Словно она не допускала мысли, что проклятый грипп может задушить это крошечное существо, которому она совсем недавно помогла появиться на свет. А Лиза сидела с провалившимися щеками и глубоко запавшими глазами и как безумная смотрела прямо перед собой. На ее узком лице не осталось ни кровинки. Все мысли ее вращались вокруг того, что лучше бы этому бедному ребенку никогда не родиться на свет, раз им суждено потерять его... А порой где-то глубоко в подсознании возникало невысказанное желание: если уж этого никак нельзя избежать, пусть это случится сразу же, поскорее, чтобы, во всяком случае, можно было поскорее обо всем забыть...
Для Аллана частое появление Мэри Даямонд в фургоне означало новый этап в развитии их отношений. Вскоре он сообразил, что Мэри будет отвергать все его домогательства до тех пор, пока Лиза находится рядом. Сначала он злился, но поскольку, когда они встречались неподалеку от Автострады или в других местах, где бывали наедине, Мэри в конце концов уступала его желанию, он все-таки примирился с ее суровостью, хотя в фургоне ее крепкое, тяжелое тело доводило его нередко до крайней степени возбуждения.
Однако было еще одно обстоятельство, в котором он начал отдавать себе отчет: он увидел, какой она была работящей, как спорилось у нее в руках любое дело, за которое она бралась.

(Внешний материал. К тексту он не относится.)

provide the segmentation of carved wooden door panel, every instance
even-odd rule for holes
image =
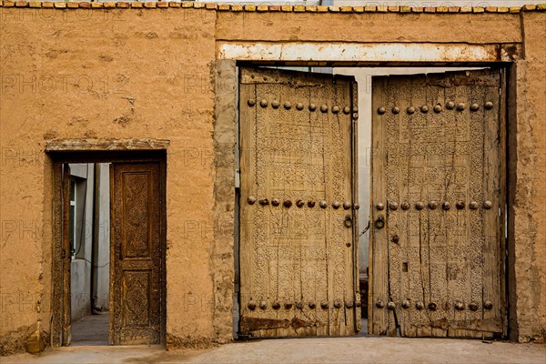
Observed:
[[[161,341],[160,170],[159,163],[111,165],[111,345]]]
[[[370,333],[505,332],[503,83],[373,78]]]
[[[240,335],[359,330],[356,90],[352,77],[240,71]]]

Когда она была со Смайли, то большую часть времени лежала на автомобильном сиденье, курила сигареты и красила себе ногти или спала, но в фургоне она развивала бурную деятельность. Аллан с изумлением наблюдал за тем, как быстро и ловко она справлялась со стиркой, уборкой или приготовлением пищи. Сам он старался ей помочь в меру своих сил, но едва Мэри Даямонд появлялась в дверях, как она тотчас же брала бразды правления в свои руки, и ему даже в голову не приходило протестовать. Он понял, что может положиться на нее, что она не подведет в трудную минуту; она оказалась энергичной и находчивой, именно эти качества более всего были нужны здесь, на Насыпи, и будут еще нужнее, если условия жизни станут еще более сложными и трудными. Ее выносливость и сноровка вызывали у него восхищение, но восхищение совершенно иного рода, чем раньше, и если она целый день не появлялась в фургоне, у него было такое чувство, словно ему чего-то не хватает, и чувство это было гораздо более глубоким и всеобъемлющим, чем чисто сексуальное влечение, которое, однако, он тоже постоянно испытывал, когда находился возле этого дородного, крепко сбитого тела, пахнущего землей и влагой.